Дарья лежала на покачивающемся возу вниз лицом, опираясь на локти, изредка взглядывая на Наталью. Та, о чем-то задумавшись, смотрела на закат; на спокойном чистом лице ее бродили медно-красные отблески. «Вот Наташка счастливая, у нее и муж и дети, ничего ей не надо, в семье ее любят, а я – конченый человек. Издохну – никто и ох не скажет», – думала Дарья, и у нее вдруг шевельнулось желание как-нибудь огорчить Наталью, причинить и ей боль. Почему только она, Дарья, должна биться в припадках отчаяния, беспрестанно думать о своей пропащей жизни и так жестоко страдать? Она еще раз бегло взглянула на Наталью, сказала, стараясь
– Хочу, Наталья, повиниться перед тобою…
Наталья отозвалась не сразу. Она вспомнила, глядя на закат, как когда-то давно, когда она была еще невестой Григория, приезжал он ее проведать, и она вышла проводить его за ворота, и тогда так же горел закат, малиновое зарево вставало на западе, кричали в вербах грачи… Григорий отъезжал, полуобернувшись на седле, и она смотрела ему вслед со слезами взволнованной радости и, прижав к острой девичьей груди руки, ощущала стремительное биение сердца… Ей стало неприятно оттого, что Дарья вдруг нарушила молчание, и она нехотя спросила:
– В чем виниться-то?
– Был такой грех… Помнишь, весной приезжал Григорий с фронта на побывку? Вечером в энтот день, помнится, я доила корову. Пошла в курень, слышу – Аксинья меня окликает. Ну, зазвала к себе, подарила, прямо-таки навязала, вот это колечко, – Дарья повертела на безымянном пальце золотое кольцо, – и упросила, чтобы я вызвала к ней Григория… Мое дело – что ж… Я ему сказала. Он тогда всю ночь… Помнишь, он говорил, будто Кудинов приезжал и он с ним просидел? Брехня! Он у Аксиньи был!
Ошеломленная, побледневшая Наталья молча ломала в пальцах сухую веточку донника.
– Ты не серчай, Наташа, на меня. Я и сама не рада, что призналась тебе… – искательно сказала Дарья, пытаясь заглянуть Наталье в глаза.
Наталья молча глотала слезы.
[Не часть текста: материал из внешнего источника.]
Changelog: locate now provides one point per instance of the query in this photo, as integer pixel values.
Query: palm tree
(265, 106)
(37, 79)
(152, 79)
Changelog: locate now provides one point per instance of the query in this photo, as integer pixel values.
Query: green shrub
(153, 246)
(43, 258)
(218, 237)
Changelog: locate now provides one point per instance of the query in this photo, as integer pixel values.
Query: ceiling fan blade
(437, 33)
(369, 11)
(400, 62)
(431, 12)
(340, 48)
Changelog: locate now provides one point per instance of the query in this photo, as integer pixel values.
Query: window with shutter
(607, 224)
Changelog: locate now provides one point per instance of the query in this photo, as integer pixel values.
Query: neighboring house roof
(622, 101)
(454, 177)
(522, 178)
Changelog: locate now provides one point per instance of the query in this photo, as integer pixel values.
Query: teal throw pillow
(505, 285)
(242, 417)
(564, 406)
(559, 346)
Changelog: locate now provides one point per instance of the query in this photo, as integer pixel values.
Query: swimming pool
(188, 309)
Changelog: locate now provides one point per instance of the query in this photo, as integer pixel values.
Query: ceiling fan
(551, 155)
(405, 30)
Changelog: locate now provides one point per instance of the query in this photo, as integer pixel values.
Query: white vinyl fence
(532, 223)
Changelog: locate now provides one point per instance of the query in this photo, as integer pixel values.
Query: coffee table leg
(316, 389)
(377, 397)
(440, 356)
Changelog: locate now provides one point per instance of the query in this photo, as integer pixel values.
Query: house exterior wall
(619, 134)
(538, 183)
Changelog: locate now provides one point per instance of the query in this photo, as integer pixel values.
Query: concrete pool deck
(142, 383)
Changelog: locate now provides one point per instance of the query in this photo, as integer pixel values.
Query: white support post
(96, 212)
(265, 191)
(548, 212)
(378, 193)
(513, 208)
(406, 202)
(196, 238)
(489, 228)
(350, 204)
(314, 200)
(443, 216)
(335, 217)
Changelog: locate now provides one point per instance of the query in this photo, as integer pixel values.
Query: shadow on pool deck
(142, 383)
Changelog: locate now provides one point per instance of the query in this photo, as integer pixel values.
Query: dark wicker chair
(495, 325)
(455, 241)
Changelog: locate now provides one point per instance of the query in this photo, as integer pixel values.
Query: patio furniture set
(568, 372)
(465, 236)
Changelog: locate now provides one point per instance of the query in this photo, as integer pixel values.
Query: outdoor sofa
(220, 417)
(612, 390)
Так неожиданно и велико было снова поразившее ее горе, что она не нашла в себе сил ответить что-либо Дарье и только отворачивалась, пряча свое искаженное страданием лицо.
Уже перед въездом в хутор, досадуя на себя, Дарья подумала: «И черт меня дернул расквелить ее. Теперь будет целый месяц слезы точить! Нехай бы уж жила, ничего не знаючи. Таким коровам, как она, вслепую жить лучше». Желая как-то сгладить впечатление, произведенное ее словами, она сказала:
– Да ты не убивайся дюже. Эка беда какая! У меня горюшко потяжельше твоего, да и то хожу козырем. А там черт его знает, может, он и на самом деле не видался с ней, а ходил к Кудинову. Я же за ним не следила. А раз непойманный – значит, не вор.
– Догадывалась… – тихо сказала Наталья, вытирая глаза кончиком платка.
– А догадывалась, так чего ж ты у него не допыталась? Эх ты, никудышняя! У меня бы он не открутился! Я бы его в такое щемило взяла, что аж всем чертям тошно стало бы!
– Боялась правду узнать… Ты думаешь – это легко? – блеснув глазами, заикаясь от волнения, сказала Наталья. – Это ты так… с Петром жили… А мне, как вспомню… как вспомню все, что пришлось… пришлось пережить… И зараз страшно!
– Ну тогда позабудь об этом, – простодушно посоветовала Дарья.
– Да разве это забывается!.. – чужим, охрипшим голосом воскликнула Наталья.
– А я бы забыла. Дело большое!
– Позабудь ты про свою болезню!
Дарья рассмеялась:
– И рада бы, да она, проклятая, сама о себе напоминает! Слушай, Наташка, хочешь, я у Аксиньи все дочиста узнаю? Она мне скажет! Накажи господь! Нет такой бабы, чтобы утерпела, не рассказала об том, кто и как ее любит. По себе знаю!